Value Argument

 

Elliott Associates, the U.S. activist hedge fund, stepped up its offensive against the Samsung Group's move to merge Samsung C&T and Cheil Industries on June 18, demanding that the merger be carried out in such a way as to properly reflect the interests of relevant shareholders.

The hedge fund unveiled a 27-page online presentation on that day, reaffirming its opposition to the merger, while it again expressed support for the Samsung Group’s restructuring for a successful leadership transition in a move to appeal to shareholders.

“Elliott firmly believes that the proposed takeover by Cheil Industries of Samsung C&T at a merger ratio of 0.35 Cheil Industries shares for each Samsung C&T share is unlawful,” the fund said, adding, “[Elliott] is supportive of the restructuring move in connection with the potential succession of control over it, [but] the terms of the proposed takeover [are] significantly damaging to the interests of Samsung C&T's shareholders.”

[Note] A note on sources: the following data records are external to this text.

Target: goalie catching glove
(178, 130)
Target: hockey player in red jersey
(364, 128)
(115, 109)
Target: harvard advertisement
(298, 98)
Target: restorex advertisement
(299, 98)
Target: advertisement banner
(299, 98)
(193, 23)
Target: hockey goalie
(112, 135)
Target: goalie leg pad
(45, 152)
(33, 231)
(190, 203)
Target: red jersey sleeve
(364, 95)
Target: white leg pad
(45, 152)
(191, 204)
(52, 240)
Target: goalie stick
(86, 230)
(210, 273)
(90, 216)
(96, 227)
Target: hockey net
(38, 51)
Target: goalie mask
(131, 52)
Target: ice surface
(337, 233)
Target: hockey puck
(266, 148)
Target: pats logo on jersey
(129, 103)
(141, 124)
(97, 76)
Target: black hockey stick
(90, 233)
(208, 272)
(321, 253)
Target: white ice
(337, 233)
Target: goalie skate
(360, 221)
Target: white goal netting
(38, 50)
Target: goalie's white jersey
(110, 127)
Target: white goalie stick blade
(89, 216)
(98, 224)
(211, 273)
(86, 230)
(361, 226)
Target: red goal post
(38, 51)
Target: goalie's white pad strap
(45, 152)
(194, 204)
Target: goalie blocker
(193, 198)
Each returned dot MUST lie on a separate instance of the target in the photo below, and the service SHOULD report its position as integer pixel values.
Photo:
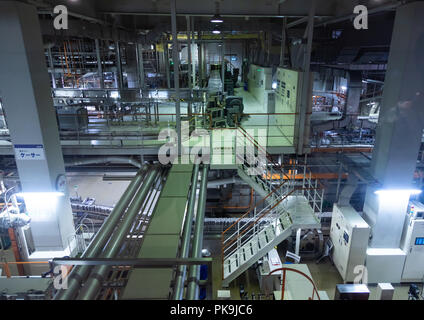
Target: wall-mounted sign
(29, 152)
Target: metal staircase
(256, 232)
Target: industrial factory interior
(211, 150)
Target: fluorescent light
(114, 94)
(397, 191)
(217, 19)
(40, 194)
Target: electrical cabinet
(413, 243)
(349, 234)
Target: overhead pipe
(220, 182)
(196, 251)
(81, 162)
(80, 273)
(98, 275)
(185, 246)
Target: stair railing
(283, 286)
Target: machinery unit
(351, 292)
(413, 243)
(233, 110)
(350, 234)
(70, 118)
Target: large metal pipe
(97, 276)
(79, 273)
(220, 182)
(80, 162)
(185, 246)
(196, 251)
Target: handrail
(252, 224)
(285, 269)
(252, 208)
(268, 156)
(7, 268)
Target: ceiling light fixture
(217, 18)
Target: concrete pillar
(131, 66)
(140, 66)
(25, 90)
(99, 64)
(400, 128)
(119, 77)
(354, 93)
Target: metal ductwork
(99, 273)
(196, 251)
(80, 273)
(185, 242)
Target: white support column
(298, 233)
(25, 90)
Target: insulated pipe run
(81, 162)
(196, 252)
(185, 246)
(97, 276)
(80, 273)
(220, 182)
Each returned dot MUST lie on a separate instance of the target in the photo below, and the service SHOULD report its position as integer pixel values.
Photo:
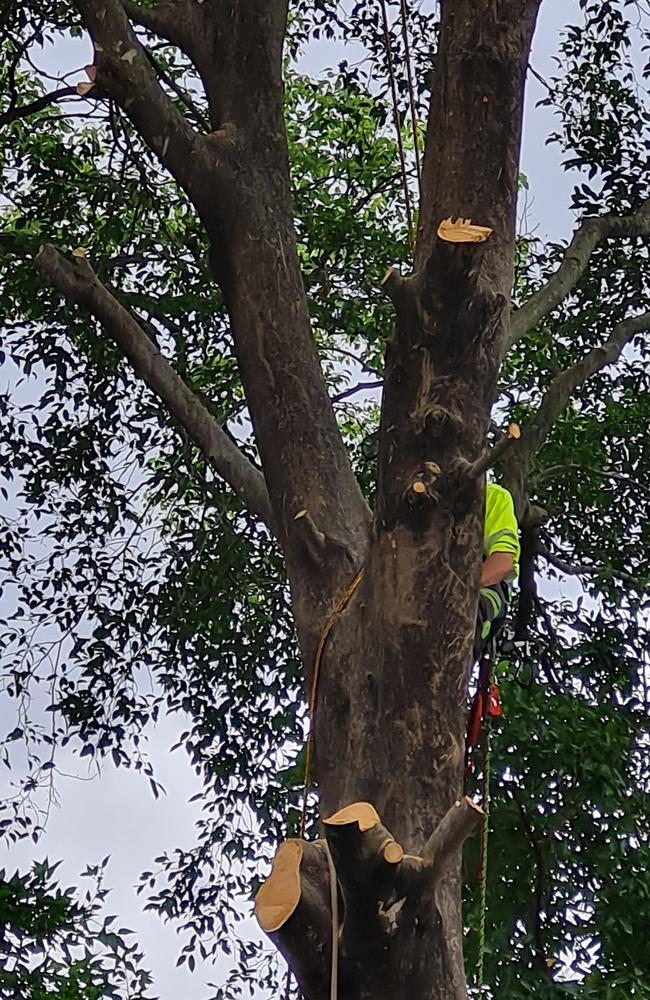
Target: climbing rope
(340, 606)
(409, 77)
(398, 130)
(483, 852)
(330, 621)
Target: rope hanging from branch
(330, 621)
(398, 131)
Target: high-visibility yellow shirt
(501, 531)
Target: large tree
(189, 148)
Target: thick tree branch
(563, 385)
(25, 110)
(294, 907)
(165, 18)
(126, 74)
(592, 232)
(454, 827)
(571, 569)
(193, 109)
(77, 281)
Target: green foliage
(136, 584)
(54, 947)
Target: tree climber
(501, 551)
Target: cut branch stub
(293, 908)
(452, 830)
(463, 231)
(358, 841)
(280, 894)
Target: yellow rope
(330, 621)
(340, 606)
(485, 828)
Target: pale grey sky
(115, 813)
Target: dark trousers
(492, 609)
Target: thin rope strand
(400, 144)
(409, 76)
(485, 829)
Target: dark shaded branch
(491, 456)
(454, 827)
(126, 74)
(581, 569)
(25, 110)
(585, 240)
(538, 897)
(563, 385)
(294, 907)
(183, 96)
(354, 389)
(164, 18)
(77, 281)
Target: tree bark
(390, 713)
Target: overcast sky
(115, 813)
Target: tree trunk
(391, 699)
(391, 710)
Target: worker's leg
(492, 608)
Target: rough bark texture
(390, 713)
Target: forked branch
(574, 263)
(77, 281)
(457, 823)
(126, 74)
(564, 385)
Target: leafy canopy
(135, 584)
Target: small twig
(25, 110)
(490, 457)
(539, 77)
(356, 388)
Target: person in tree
(501, 551)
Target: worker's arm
(496, 568)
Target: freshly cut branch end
(362, 813)
(463, 231)
(454, 827)
(279, 896)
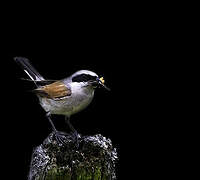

Samsung C&T dismissed the presentation, saying, “Elliott is just repeating its claims, and the proposed merger is being carried out lawfully to maximize shareholder value as well as for the future of the firm.”

An official at Samsung Group says that it has no plans to negotiate with Elliott Associates over a possible change to the swap ratio between Samsung C&T and Cheil Industries.

“If Samsung revises the swap ratio for shareholders of C&T up, then other Samsung affiliates will surely become targets for other hedge funds,” he said, adding, “This is what Samsung's top management is worrying about while the management succession is under way inside Samsung.”

He went on to say, “Samsung recently hired Goldman Sachs and Credit Suisse,” adding, “Their key mission is to persuade leading and influential foreign brokerages and investment banks to back the original plan.”

Industry watchers said that Elliott, the third-largest shareholder in Samsung C&T, was speeding up efforts to gain support from shareholders ahead of the court hearings on its injunction request to block the merger that are scheduled for June 19. A ruling is expected to come out before the Samsung C&T shareholders’ meeting on July 17.

“Elliott knows the opposition of the restructuring doesn’t help elevate share prices and earn support from shareholders,” said an industry source, adding, “As the hedge fund focuses on the merger ratio, it has become clear that Elliott’s main purpose is taking higher profitability from share holdings.”

An analyst at a securities firm said that a failure of the merger would negatively affect both Samsung C&T’s share prices and Elliott’s profitability, arguing, “If the merger fails, the share prices are likely to drop to the previous level before the merger announcement.” He added that in the case, the owner's family is also likely to seek other ways to secure more Samsung Electronics shares, rather than pushing ahead with the merger.

The merger is subject to the approval of shareholders in both Samsung C&T and Cheil Industries. They will vote on the proposal on July 17, and a two-thirds majority is required to approve the deal.